The pandemic has been one of the most defining events in the lives of most who are alive today. It was singular and brutal, affecting people, businesses and infrastructure. Whether you are a professional or amateur photographer, it has undoubtedly changed the status quo for you, but how?
A conversation sparked two long articles from me, and you’re reading one of them. This conversation was with an acquaintance who was curious about how my business survived COVID-19. That wasn’t explicitly what they said, but I suspect that’s what prompted the questions and I don’t blame them for wondering: I wonder how many small and medium businesses have survived a loss of such brutal and unexpected activity.
Photographers were more affected than most, unfortunately. Various studies and questionnaires have indicated that up to 99% of photographers surveyed have been negatively affected, with some stopping working altogether, such as newborn photographers. This slowdown has been reflected in the camera industry, with major manufacturers acknowledging “extraordinary losses” and sales of mirrorless cameras taking up 75% at worst. Whether you’re a hobbyist who enjoys creating portraits of friends and family, or one of the biggest camera manufacturers in the world, no one is unscathed. I want to focus on photographers, though.
As much as the pandemic has been a test of a company’s disaster preparedness (to a truly unrealistic degree), it has been a period of forced reflection in which many of us have had to reassess our positions and our craft. . In this article, I will explain how the pandemic has affected my approach to photography as a business, but also as a craft that I enjoy.
The impact on my photography business
There’s no getting around the fact that my business has suffered a lot.
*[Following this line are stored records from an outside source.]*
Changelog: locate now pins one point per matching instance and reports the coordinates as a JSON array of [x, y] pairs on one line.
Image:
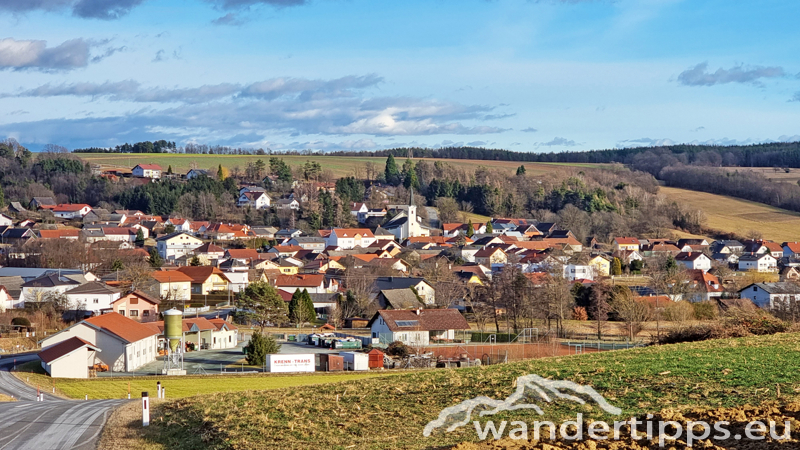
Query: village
[[395, 278]]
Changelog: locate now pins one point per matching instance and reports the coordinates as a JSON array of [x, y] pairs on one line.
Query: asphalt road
[[51, 424]]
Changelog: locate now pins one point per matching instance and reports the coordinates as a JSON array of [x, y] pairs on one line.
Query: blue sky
[[548, 75]]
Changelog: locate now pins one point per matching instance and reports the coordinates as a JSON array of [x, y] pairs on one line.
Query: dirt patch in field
[[738, 418]]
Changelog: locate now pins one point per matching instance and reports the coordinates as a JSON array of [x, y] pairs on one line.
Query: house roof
[[56, 234], [421, 319], [64, 348], [126, 329], [352, 232], [49, 280], [141, 295], [208, 247], [386, 283], [94, 287], [170, 276], [199, 274], [148, 166], [300, 280], [688, 256], [783, 287], [401, 299]]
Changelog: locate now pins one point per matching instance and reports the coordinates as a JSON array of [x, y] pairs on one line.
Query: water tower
[[173, 333]]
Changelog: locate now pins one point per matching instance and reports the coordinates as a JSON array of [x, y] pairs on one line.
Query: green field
[[339, 165], [179, 387], [392, 412]]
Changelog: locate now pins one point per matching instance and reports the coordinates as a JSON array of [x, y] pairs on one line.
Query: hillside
[[738, 216], [339, 165], [391, 412]]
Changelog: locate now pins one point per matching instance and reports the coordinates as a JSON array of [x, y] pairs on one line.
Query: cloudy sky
[[546, 75]]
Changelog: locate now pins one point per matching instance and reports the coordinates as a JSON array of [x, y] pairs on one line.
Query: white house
[[416, 327], [574, 272], [177, 244], [359, 211], [348, 238], [763, 262], [255, 200], [70, 358], [422, 287], [288, 203], [147, 171], [694, 260], [95, 296], [194, 173], [770, 295], [124, 344], [71, 211]]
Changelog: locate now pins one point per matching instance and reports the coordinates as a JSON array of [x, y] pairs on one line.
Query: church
[[406, 224]]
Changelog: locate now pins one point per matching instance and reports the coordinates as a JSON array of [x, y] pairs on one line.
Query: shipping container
[[330, 363], [355, 360], [375, 359], [290, 363]]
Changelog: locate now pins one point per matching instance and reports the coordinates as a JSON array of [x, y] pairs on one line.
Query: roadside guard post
[[145, 409]]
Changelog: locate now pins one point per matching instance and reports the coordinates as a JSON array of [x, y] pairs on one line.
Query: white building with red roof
[[147, 171], [71, 210], [124, 345]]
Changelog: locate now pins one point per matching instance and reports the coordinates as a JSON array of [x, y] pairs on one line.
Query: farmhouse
[[147, 171], [770, 295], [177, 244], [416, 327], [123, 344], [69, 359], [763, 262]]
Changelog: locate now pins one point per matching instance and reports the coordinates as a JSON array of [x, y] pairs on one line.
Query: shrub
[[579, 313], [259, 347], [21, 321], [397, 348], [705, 310]]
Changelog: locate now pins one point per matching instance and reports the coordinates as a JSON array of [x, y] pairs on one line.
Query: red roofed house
[[171, 285], [147, 171], [624, 243], [71, 211], [138, 306], [124, 344], [416, 327], [347, 238], [70, 358], [314, 283]]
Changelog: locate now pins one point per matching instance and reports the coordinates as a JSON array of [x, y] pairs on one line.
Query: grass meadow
[[739, 216], [391, 412]]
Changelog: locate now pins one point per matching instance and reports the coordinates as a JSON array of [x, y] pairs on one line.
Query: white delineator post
[[145, 409]]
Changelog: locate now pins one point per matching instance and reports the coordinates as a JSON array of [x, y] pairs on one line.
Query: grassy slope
[[740, 216], [341, 166], [392, 412], [177, 387]]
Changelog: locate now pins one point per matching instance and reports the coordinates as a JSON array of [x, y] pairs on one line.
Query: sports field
[[740, 216]]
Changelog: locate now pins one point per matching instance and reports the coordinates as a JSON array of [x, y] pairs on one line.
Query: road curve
[[53, 424]]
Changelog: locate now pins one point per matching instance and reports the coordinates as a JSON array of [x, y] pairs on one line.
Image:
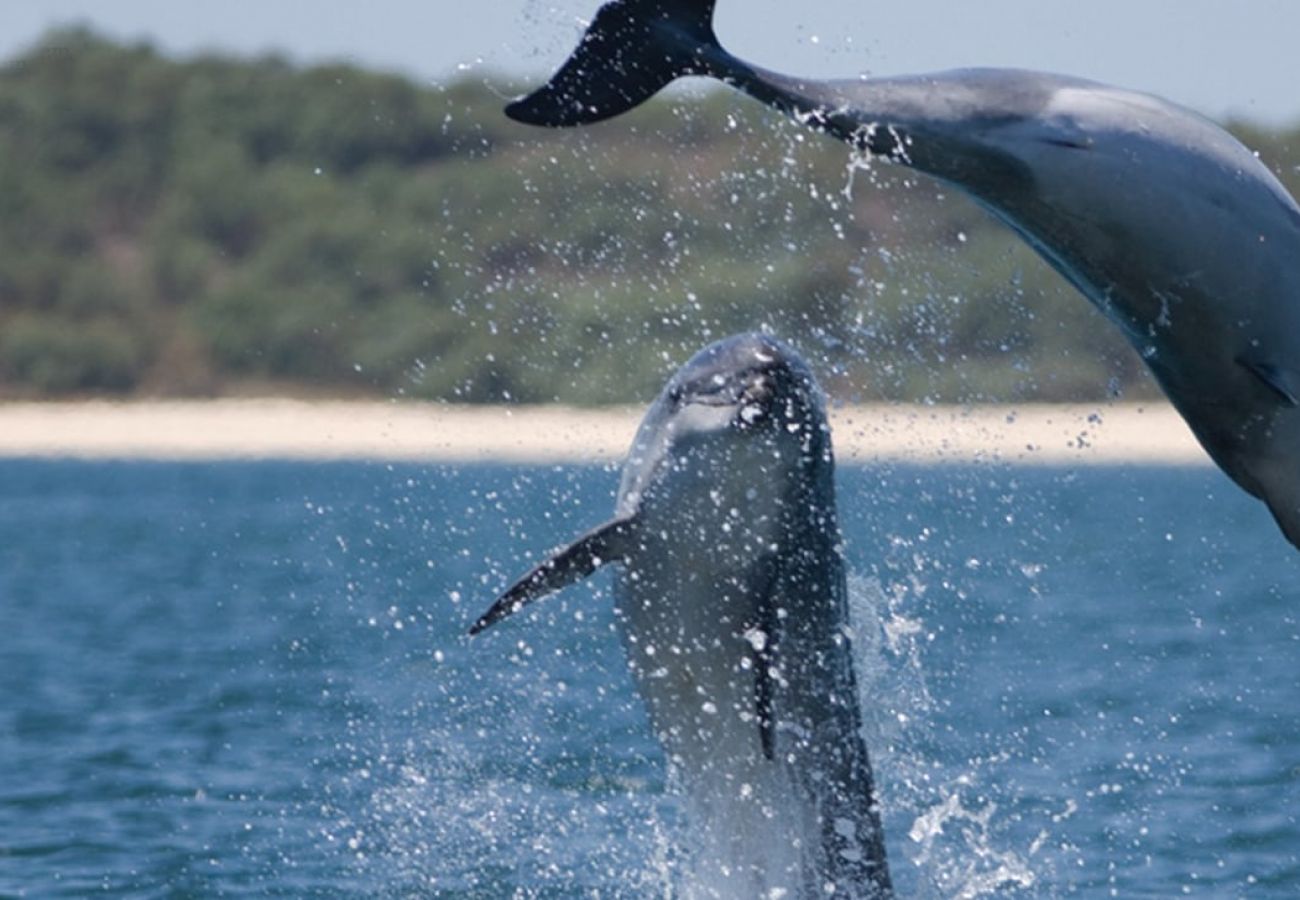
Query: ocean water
[[252, 680]]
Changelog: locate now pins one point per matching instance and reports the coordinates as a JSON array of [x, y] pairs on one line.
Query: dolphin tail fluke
[[629, 52], [607, 542]]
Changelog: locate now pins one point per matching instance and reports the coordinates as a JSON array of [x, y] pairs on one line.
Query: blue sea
[[252, 679]]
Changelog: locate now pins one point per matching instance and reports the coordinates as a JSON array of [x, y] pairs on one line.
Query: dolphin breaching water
[[1158, 216], [732, 602]]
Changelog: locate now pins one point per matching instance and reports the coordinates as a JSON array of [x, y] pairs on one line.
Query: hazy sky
[[1217, 56]]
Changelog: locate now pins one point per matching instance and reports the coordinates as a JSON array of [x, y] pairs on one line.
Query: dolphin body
[[1160, 217], [732, 604]]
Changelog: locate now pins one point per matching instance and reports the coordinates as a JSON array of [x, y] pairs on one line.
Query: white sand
[[404, 431]]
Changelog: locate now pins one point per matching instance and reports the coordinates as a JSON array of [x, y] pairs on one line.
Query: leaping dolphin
[[733, 609], [1160, 217]]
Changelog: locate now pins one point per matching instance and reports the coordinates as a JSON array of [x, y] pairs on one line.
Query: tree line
[[220, 225]]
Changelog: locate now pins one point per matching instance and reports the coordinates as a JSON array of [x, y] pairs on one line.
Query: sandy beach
[[1149, 433]]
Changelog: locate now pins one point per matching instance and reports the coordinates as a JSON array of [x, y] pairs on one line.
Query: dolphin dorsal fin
[[1281, 381], [607, 542]]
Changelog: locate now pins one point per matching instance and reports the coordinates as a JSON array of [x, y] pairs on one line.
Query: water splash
[[954, 846]]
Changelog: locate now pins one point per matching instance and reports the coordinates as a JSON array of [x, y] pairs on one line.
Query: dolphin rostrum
[[1160, 217], [732, 604]]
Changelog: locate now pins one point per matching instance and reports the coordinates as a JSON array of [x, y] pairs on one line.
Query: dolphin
[[732, 604], [1160, 217]]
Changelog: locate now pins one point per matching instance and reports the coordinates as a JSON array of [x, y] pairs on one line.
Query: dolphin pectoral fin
[[762, 641], [607, 542], [1282, 381], [763, 684], [631, 51]]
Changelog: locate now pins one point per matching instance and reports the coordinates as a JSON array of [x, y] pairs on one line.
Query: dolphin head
[[745, 407], [736, 442]]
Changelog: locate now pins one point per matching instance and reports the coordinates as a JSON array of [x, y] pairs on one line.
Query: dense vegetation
[[220, 225]]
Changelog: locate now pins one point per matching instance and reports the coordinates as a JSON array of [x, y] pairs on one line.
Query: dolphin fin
[[1283, 383], [631, 51], [762, 640], [607, 542]]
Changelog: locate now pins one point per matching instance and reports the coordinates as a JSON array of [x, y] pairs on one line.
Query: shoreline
[[393, 431]]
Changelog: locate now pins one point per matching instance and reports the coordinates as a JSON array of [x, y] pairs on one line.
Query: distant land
[[221, 226]]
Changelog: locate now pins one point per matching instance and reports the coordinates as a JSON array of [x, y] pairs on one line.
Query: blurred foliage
[[222, 225]]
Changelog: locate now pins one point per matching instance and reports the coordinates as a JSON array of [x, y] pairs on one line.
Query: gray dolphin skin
[[732, 604], [1160, 217]]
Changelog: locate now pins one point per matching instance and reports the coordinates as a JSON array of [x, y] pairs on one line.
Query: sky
[[1217, 56]]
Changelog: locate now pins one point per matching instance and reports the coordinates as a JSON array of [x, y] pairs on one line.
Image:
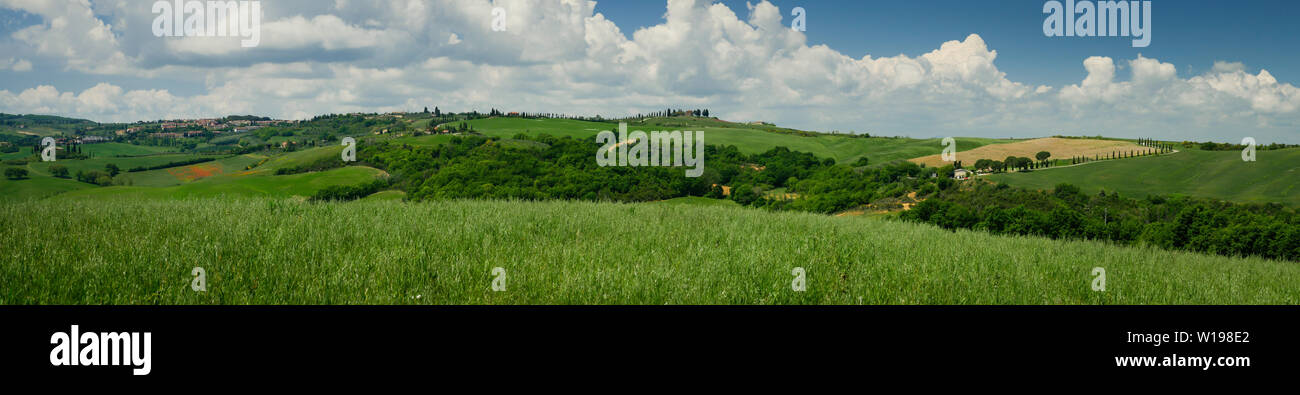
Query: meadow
[[1216, 174], [1058, 147], [274, 251], [748, 139], [121, 150]]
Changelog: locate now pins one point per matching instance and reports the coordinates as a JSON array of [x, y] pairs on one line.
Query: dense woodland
[[563, 168]]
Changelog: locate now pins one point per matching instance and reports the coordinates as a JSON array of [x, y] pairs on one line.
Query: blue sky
[[1191, 34], [1214, 70]]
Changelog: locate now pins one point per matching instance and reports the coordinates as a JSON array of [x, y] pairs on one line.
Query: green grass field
[[1217, 174], [191, 173], [125, 164], [229, 186], [115, 150], [273, 251], [844, 150], [37, 187]]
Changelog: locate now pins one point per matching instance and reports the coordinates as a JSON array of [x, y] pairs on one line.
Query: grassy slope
[[265, 251], [168, 177], [248, 185], [1199, 173], [109, 150], [122, 163], [37, 187], [748, 139]]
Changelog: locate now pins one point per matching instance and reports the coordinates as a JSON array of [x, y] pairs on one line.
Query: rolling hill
[[746, 138], [1058, 147], [1217, 174]]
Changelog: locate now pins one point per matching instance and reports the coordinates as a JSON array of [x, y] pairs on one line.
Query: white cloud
[[562, 56]]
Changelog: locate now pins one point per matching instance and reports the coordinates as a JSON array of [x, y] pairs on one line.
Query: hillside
[[746, 138], [40, 125], [1217, 174], [272, 251]]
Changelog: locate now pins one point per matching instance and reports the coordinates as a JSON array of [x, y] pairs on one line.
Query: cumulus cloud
[[563, 56]]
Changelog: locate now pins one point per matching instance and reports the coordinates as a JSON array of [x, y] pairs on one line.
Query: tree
[[59, 170], [16, 173]]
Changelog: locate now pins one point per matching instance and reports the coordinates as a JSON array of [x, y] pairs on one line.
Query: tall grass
[[268, 251]]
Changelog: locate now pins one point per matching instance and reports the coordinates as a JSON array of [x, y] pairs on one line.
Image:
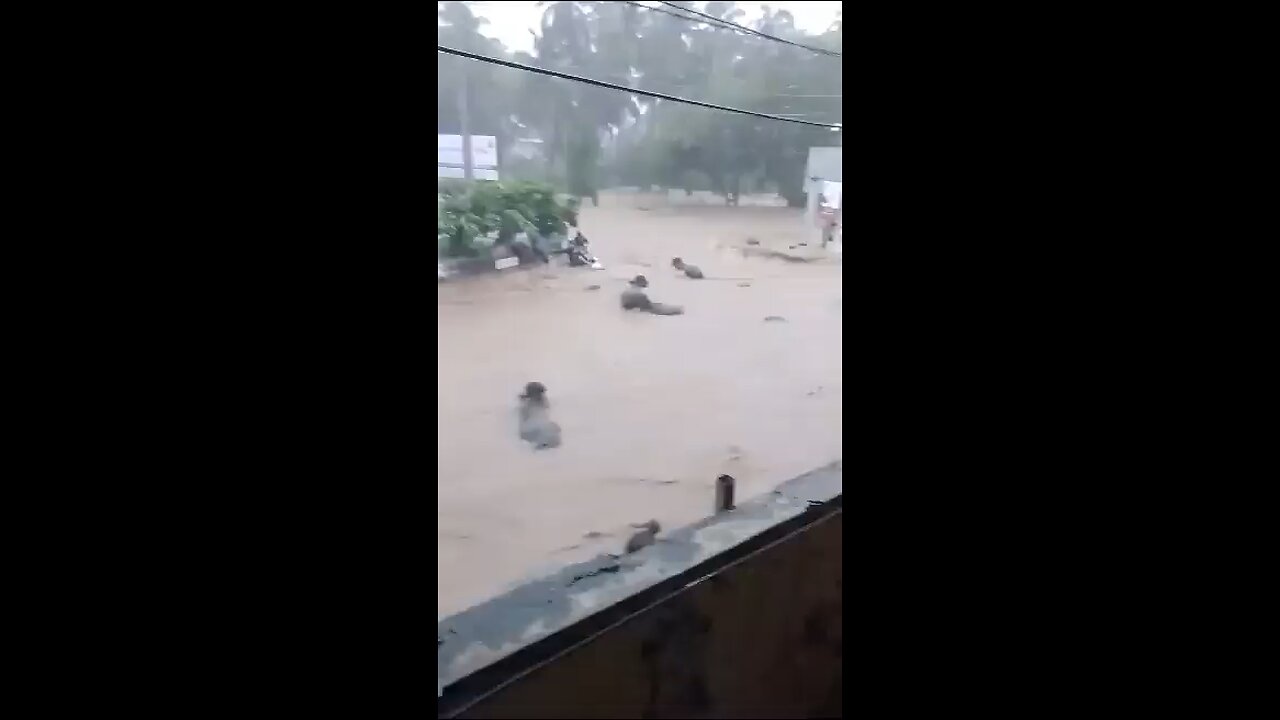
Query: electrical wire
[[625, 89], [741, 28]]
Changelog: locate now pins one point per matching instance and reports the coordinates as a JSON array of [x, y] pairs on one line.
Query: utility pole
[[465, 130]]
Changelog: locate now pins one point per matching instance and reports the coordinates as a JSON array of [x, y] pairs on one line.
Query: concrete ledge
[[490, 646]]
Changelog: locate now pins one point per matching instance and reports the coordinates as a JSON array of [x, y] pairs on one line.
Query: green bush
[[466, 212]]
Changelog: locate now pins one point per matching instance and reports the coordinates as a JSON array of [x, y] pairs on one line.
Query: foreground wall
[[754, 630]]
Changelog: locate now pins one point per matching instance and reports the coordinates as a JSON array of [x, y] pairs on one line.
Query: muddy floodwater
[[652, 408]]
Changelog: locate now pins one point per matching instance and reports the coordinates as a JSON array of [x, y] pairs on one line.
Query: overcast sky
[[511, 22]]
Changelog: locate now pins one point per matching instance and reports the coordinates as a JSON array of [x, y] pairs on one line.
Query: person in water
[[577, 251], [635, 299], [690, 270], [535, 423]]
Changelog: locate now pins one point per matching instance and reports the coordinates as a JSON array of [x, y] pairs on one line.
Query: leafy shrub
[[467, 212]]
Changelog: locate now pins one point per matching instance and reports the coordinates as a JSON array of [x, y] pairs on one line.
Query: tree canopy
[[595, 136]]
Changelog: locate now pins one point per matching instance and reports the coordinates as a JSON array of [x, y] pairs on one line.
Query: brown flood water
[[652, 408]]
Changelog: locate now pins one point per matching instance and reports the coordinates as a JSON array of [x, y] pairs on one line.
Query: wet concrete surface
[[499, 627], [653, 409]]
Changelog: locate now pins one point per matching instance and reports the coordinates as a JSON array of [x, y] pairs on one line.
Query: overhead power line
[[625, 89], [741, 28]]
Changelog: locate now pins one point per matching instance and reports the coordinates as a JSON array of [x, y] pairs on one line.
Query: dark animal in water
[[535, 423], [645, 537], [635, 299], [690, 270]]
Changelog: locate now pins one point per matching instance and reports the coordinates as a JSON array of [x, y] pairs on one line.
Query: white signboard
[[830, 197], [478, 173], [484, 151]]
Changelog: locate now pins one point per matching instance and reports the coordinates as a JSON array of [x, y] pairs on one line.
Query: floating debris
[[645, 537]]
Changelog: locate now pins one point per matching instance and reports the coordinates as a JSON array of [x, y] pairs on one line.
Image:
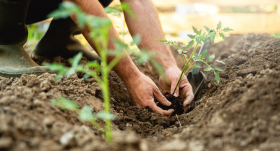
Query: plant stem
[[181, 76]]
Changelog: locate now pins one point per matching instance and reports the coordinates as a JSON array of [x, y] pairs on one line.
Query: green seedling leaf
[[64, 103], [207, 69], [210, 58], [126, 9], [217, 69], [219, 25], [227, 29], [136, 39], [192, 36], [196, 31], [93, 64], [222, 35], [158, 67], [190, 44], [180, 51], [76, 59], [208, 29], [217, 77], [196, 57], [162, 40], [85, 114], [220, 61], [203, 55], [86, 76], [103, 115], [212, 36], [81, 18]]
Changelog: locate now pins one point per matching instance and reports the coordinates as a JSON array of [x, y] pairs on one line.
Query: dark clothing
[[39, 9]]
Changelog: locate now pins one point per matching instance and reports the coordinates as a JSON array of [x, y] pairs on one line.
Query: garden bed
[[240, 113]]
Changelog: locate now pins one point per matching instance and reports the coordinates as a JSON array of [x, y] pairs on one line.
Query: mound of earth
[[240, 113]]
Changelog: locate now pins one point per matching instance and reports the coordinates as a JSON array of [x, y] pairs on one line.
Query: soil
[[240, 113]]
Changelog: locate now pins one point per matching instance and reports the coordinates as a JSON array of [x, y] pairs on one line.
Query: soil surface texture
[[240, 113]]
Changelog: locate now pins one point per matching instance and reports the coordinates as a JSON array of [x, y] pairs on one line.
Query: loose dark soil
[[240, 113]]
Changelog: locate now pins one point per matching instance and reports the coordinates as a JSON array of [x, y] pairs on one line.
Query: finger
[[189, 98], [173, 85], [164, 86], [155, 108], [162, 99], [186, 109]]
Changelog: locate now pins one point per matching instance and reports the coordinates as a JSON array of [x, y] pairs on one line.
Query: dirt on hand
[[240, 113]]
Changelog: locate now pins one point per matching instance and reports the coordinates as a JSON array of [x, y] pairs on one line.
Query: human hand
[[143, 91], [184, 90]]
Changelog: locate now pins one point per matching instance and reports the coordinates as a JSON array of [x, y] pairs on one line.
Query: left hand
[[184, 90]]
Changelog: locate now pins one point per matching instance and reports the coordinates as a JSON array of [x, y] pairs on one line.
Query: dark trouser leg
[[59, 39], [14, 61]]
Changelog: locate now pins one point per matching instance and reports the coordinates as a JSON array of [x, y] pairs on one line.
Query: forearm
[[147, 24], [125, 68]]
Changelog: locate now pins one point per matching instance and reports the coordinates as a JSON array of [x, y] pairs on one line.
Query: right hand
[[143, 91]]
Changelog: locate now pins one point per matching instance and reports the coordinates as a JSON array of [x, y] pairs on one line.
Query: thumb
[[173, 85], [162, 99]]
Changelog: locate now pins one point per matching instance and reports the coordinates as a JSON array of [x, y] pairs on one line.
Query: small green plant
[[197, 39], [99, 28]]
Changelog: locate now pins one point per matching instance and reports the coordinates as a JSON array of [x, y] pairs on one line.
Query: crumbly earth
[[240, 113]]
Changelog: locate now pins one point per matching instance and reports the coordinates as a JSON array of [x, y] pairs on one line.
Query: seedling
[[99, 28], [198, 38]]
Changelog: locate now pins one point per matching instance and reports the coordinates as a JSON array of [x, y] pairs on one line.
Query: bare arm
[[142, 89], [147, 24], [125, 68]]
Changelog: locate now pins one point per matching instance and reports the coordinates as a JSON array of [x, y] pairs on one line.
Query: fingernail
[[185, 102], [168, 103]]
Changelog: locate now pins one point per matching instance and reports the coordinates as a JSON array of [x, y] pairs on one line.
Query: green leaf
[[180, 51], [220, 61], [81, 18], [203, 55], [93, 64], [207, 69], [136, 39], [219, 25], [76, 59], [126, 9], [227, 29], [208, 29], [192, 36], [196, 57], [190, 44], [218, 69], [213, 39], [162, 40], [85, 113], [158, 67], [196, 31], [210, 58], [103, 115], [217, 77], [64, 103], [222, 35]]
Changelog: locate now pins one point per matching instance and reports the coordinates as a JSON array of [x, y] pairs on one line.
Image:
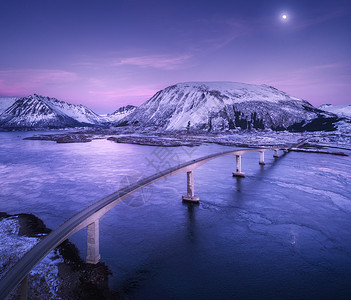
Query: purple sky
[[105, 54]]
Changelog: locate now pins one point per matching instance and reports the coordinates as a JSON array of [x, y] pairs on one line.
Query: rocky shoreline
[[75, 279]]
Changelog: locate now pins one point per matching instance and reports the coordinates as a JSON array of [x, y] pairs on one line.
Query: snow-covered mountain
[[39, 112], [217, 106], [119, 114], [6, 102], [340, 110]]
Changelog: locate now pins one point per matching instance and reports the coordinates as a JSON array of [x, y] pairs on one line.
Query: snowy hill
[[340, 110], [119, 114], [218, 106], [6, 102], [39, 112]]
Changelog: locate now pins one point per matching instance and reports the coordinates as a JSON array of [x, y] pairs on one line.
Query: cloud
[[26, 81], [163, 62]]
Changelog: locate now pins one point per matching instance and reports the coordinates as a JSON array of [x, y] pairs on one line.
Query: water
[[282, 232]]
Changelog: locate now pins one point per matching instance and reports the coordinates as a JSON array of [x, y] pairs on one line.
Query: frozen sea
[[282, 232]]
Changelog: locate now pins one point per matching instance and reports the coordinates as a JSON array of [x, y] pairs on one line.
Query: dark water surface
[[282, 232]]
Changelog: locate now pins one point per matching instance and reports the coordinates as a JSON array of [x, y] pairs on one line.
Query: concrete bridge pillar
[[190, 188], [238, 172], [93, 251], [261, 162], [275, 153]]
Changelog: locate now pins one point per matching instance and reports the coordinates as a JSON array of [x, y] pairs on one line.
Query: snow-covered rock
[[6, 102], [340, 110], [218, 106], [119, 114], [37, 111]]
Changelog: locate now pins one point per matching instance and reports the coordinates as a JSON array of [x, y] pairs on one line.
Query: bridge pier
[[238, 172], [23, 289], [261, 162], [93, 251], [275, 153], [190, 197]]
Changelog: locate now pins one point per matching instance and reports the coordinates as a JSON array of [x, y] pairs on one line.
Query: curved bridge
[[89, 217]]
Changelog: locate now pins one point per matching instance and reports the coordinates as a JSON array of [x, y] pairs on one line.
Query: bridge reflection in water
[[89, 217]]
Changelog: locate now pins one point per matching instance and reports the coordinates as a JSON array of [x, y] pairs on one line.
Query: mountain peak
[[39, 111]]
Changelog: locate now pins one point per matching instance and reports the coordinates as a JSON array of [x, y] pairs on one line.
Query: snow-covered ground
[[6, 102], [43, 278]]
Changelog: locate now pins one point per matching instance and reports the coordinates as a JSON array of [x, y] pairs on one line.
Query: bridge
[[89, 217]]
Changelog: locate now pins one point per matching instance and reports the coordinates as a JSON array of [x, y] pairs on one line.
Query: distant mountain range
[[120, 113], [196, 106], [37, 111]]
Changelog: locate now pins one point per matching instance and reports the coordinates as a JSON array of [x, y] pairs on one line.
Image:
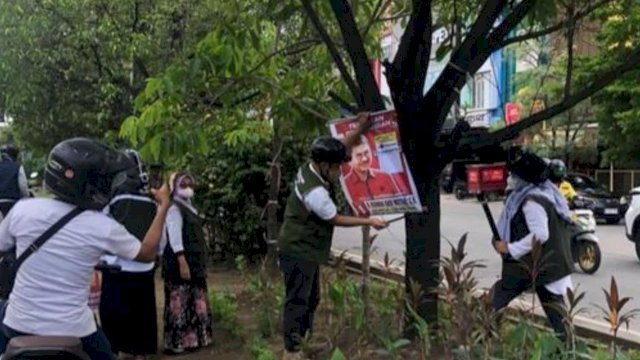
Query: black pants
[[128, 312], [301, 280], [551, 303]]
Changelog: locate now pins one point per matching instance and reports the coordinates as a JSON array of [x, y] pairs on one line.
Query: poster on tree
[[377, 180]]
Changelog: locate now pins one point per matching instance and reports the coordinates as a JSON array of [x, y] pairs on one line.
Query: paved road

How could he not? The problem was twofold: first, I couldn’t do most of the filming due to the lockdown and restrictions. Second, most businesses were negatively affected and couldn’t afford to prioritize photography. For most businesses, photography isn’t a necessity, and in times of crisis or declining revenue, it will fall to the bottom of the priority list.
So what really happened? Getting new clients into a conversation has become significantly more difficult, and as a result, my pipeline has become more sparse. What was already in my pipeline put work on the back burner for the foreseeable future, except for a handful who continued work as before. (The latter group was hiring me for shoots that could be done in my home studio.) Finally, my regular clients—those I was shooting on location for—had to keep pushing the scheduled date back 4-6 weeks until that it was doable. It lasted a year. Direct revenue from photography declined significantly and suddenly, and to make matters worse – if only psychologically – it happened following a period of strong growth. Luckily for me – very fortunately – I’ve always been interested in developing multiple streams of income for peace of mind, and it has helped me.
So how has this changed my approach to my photography business? The most expected way is that I knew I had to cultivate multiple sources of income. While preparing for a global catastrophe is difficult, a personal catastrophe is much more likely and can have many of the same effects. The least expected way is that I changed my approach to the clients I work with. I no longer take any work that comes close to my rates, and I no longer take clients who are clearly going to be difficult. Most importantly, I prioritize clients who are fun to work with and who don’t give me headaches with paying bills or moving goal posts.
The impact on my photography
In all honesty, I didn’t expect much impact on my photography, by which I mean my profession. I never imagined that multiple lockdowns, travel restrictions and a change in financial circumstances would affect how or what I photograph, but it does. I’m not sure I fully understand why I changed my approach to photography, but there are a few key ways I do.
The first and most impactful change was my interest in filming everything I love. I had spent a lot of time trying to focus and specialize in areas, despite having a great love for photography and its many genres. In a working capacity, there’s no doubt that it’s a smart move, but outside of your wallet, I’m not so sure. Perhaps it was the arrival of a drone in my arsenal that made me realize that I love taking all kinds of photos and that I should lean into it more. Anyway, since the pandemic and not being able to shoot my usual subjects, I took on the widest possible range of subjects.
Conversely, I also stopped taking my camera absolutely everywhere. I used to make sure I had her with me even on trips, I knew it wouldn’t hurt me and it became a tiresome relationship. I felt compelled to lug my camera around “just in case”, and besides, I would be sorry that I didn’t take any pictures. Or, I would force myself to take pictures on dull days just to try and improve my craft, and I’m not sure the feedback was worth it. So, rather unexpectedly, I now only take my camera with me when I want to photograph something. Do whatever you want with it.
What impact has the pandemic had on your photography or business?
I’ve heard of many ways the past few years have changed photographers, their photography, and their businesses. Some have earned the time to put more effort into their craft and are now shooting much more frequently, especially as amateurs. Some, unfortunately, closed their businesses and had to look for other ways to make ends meet. For many it’s somewhere in between, and whether you’re professional, semi-professional, or hobbyist, I want to hear how the pandemic has changed the photography side of your life. Share your experience in the comments section below.
Main image by Alena Darmel via Pexels.